Une image me vint aussitôt à l’esprit : il est dit dans le protocole impérial japonais que l’on ne peut s’adresser à l’Empereur qu’avec stupeur et tremblements. Face à ce tableau, il n’était pas besoin de protocole : l’Impératrice de l’En-dessous incarnait le pouvoir.
- Bien vu ! » me répondit Matthias. « La reine des bourges et son raccourcisseur de têtes… Tiens! Pour l'anecdote, c’est avec cette hache qu’elle a tej Almawt de l’En-dessous après la nuit de la haine pour récupérer le trône.
- Ah bon ? Mais d’après la Mnéia, Almawt est parti de lui-même. [4]
- Ouais, bullshit… Il est surtout parti après avoir perdu une main ! Tu sais, la Mnéia a été écrite par les humains d’après ce que leur ont raconté les agges et les dyables. Faut pas croire tout ce qui y est dit sur parole.
Je n'avais jamais considéré la Mnéia comme une parole d'évangile, mais cette révélation me fit malgré tout un choc. Il y a un fossé entre soupçonner un mensonge et se l'entendre confirmer. Certes, cela n’était pas d’une si grande importance, toutes choses considérées, mais cela restait tout de même perturbant. Il n’est jamais agréable de se rendre compte que l’on a passé des années à se baser sur une imposture. D'autant plus que l'EEM avait la facheuse tendance à nous vendre la Mnéia comme le livre des révélations ; du moins, les passages qui faisaient consensus...

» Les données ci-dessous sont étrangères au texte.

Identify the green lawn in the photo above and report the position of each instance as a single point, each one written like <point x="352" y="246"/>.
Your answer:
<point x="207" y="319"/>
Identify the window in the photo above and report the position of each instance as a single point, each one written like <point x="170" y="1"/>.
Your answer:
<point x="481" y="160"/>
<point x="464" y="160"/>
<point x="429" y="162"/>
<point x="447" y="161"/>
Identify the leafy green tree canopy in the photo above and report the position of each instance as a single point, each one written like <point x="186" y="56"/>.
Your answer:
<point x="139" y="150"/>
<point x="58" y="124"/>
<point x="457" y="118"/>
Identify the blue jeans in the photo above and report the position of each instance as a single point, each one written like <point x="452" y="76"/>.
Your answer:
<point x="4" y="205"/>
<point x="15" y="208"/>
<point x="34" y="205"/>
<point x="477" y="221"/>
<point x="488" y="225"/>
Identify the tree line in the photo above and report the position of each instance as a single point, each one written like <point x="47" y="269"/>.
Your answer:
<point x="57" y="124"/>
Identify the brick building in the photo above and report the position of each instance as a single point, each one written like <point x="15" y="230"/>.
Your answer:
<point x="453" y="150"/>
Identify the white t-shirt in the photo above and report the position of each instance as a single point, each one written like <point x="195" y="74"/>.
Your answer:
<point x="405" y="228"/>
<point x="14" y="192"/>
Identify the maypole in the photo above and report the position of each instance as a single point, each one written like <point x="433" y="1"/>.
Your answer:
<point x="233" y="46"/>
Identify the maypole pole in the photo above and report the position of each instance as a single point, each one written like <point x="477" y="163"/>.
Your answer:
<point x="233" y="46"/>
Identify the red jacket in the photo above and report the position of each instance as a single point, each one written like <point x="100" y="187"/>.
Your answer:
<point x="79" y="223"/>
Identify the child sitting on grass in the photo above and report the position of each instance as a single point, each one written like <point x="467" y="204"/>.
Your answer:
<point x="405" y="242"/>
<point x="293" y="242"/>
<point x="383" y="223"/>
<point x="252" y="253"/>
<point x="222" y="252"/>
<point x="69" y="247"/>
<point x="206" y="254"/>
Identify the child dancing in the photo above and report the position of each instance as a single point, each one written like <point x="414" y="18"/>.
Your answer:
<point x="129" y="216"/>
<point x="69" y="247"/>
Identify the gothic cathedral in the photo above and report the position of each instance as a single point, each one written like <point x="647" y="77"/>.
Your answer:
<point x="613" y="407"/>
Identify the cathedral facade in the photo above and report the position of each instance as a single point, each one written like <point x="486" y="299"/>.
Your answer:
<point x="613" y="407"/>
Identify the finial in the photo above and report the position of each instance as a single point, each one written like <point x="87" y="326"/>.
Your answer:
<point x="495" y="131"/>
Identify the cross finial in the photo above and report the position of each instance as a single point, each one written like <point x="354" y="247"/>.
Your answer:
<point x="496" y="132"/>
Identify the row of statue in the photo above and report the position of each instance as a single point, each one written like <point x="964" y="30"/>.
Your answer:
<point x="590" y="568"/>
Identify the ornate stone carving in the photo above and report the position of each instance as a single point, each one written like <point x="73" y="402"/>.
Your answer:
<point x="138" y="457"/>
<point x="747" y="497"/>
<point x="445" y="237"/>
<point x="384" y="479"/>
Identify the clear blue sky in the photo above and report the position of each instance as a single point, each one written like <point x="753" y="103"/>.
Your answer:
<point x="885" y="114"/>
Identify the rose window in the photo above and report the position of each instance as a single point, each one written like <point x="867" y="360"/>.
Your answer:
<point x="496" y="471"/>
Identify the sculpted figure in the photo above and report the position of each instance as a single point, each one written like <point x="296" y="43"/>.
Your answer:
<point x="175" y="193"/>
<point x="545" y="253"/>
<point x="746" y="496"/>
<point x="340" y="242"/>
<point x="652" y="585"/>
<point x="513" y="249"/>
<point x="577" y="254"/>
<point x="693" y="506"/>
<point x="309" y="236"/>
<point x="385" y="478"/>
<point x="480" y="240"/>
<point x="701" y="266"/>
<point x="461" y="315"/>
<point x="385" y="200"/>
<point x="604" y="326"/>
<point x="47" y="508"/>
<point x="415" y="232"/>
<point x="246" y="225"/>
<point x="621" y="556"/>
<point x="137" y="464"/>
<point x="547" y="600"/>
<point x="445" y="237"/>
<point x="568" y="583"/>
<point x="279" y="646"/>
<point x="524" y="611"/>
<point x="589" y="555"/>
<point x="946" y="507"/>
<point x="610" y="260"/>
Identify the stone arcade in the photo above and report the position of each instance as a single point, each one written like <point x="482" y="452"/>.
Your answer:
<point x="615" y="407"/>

- Bon » reprit Matthias. « Je pourrais te présenter toutes les tronches de cake qui sont dans ce couloir, mais non seulement on n’est pas là pour ça, mais en plus j’en ai pas envie.
- Ah, dommage… On pourra revenir ?
- Ben maintenant que tu sais comment on entre dans le Millepertuis, tu pourras le visiter tout seul.
- Hum… Je n’y tiens pas tellement… C’est tellement immense ici, je vais sûrement me perdre. À ce sujet, est-ce que tu sais où on doit aller ?
- Pas de soucis. En fait, c’est hyper simple d’utiliser le Millepertuis : à partir du moment où tu sais où tu veux aller, tu sais par où tu dois passer.
- C'est à dire ?
- En vrai, je sais pas comment ça marche. C'est un peu comme si tu recevais les infos directement dans ta tête, presque instinctivement...
- C’est sûr que c’est pratique, mais comment c’est possible ?
- Ça fait partie des règles qu’Eïmaï a édictées lorsqu’il a condamné Mun [5]. Allez, fini le tourisme ! » conclut Matthias en se dirigeant vers une des portes du couloir. « On bouge.
Nous repartîmes donc, Matthias devant, moi derrière.
Un quart d’heure et une vingtaine de salles traversées plus tard, Matthias s’arrêta devant ce qui semblait être la porte d’une cabane de jardin.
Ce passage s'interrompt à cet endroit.